Last year President Barack Obama even had to publish his birth certificate to silence doubters who suggested he was not born an American.
Barack Obama Sr. had grown up in Kenya under British rule and aroused the fears of both colonial officers and American officials when he won a chance to study in Hawaii. The officials felt Kenyan students were “academically inferior” with a “bad reputation” for turning anti-American.
A memo from a British diplomat in Washington to Whitehall – released yesterday by the National Archives in West London – sets out their concerns about the young Kenyans.
Dated September 1, 1959, the document says: “I have discussed with the State Department. They are as disturbed about these developments as we are. They point out that Kenya students have a bad reputation over here for falling into the wrong hands and for becoming both anti-American and anti-white.”
In one of the Foreign Office files, future president Barack Obama’s father appears on a list of Kenyan students as “OBAMA, Barack H” – they shared the same name.
At the age of 23, Barack Obama Sr. enrolled at the University of Hawaii in Honolulu to study economics with classmates including Ann Dunham, a 17-year-old white American from Kansas. The couple had a short marriage that led to the birth in 1961 of the future president, Barack Obama II.

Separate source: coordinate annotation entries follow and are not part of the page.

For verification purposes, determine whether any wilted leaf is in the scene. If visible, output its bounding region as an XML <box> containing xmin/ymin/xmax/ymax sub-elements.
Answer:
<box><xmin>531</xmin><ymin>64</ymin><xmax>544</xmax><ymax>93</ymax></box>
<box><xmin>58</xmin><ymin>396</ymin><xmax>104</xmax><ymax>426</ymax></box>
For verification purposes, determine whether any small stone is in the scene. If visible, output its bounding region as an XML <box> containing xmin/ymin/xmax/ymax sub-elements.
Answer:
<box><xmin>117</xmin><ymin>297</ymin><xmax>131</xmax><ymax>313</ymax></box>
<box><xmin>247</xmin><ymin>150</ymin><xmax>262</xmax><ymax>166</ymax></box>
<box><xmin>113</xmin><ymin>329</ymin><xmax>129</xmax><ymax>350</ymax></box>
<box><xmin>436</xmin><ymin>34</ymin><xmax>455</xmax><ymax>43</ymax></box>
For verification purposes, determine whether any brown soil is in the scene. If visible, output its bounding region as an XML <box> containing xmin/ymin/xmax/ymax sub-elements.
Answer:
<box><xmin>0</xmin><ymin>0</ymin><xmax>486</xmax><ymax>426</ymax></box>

Barack Obama Sr. was among 100 or so Kenyan students brought to America by the African American Students Foundation.
U.S. and British officials were deeply suspicious of this outfit, observing that the AASF – though backed by singer Harry Belafonte and actor Sidney Poitier – had links to a Kenyan nationalist leader.
“The motives behind this enterprise, therefore, seem more political than educational,” warned a letter from the British Embassy in Washington.
It added: “The arrival here of these students, many of them of indifferent academic calibre and ill-prepared for the venture, is likely to give rise to difficult problems.”
Barack Obama Sr., who died in 1982, is not singled out for concern in any of the documents.
After leaving Hawaii he took a PhD in economics at Harvard and later became a senior economist with the Kenyan government.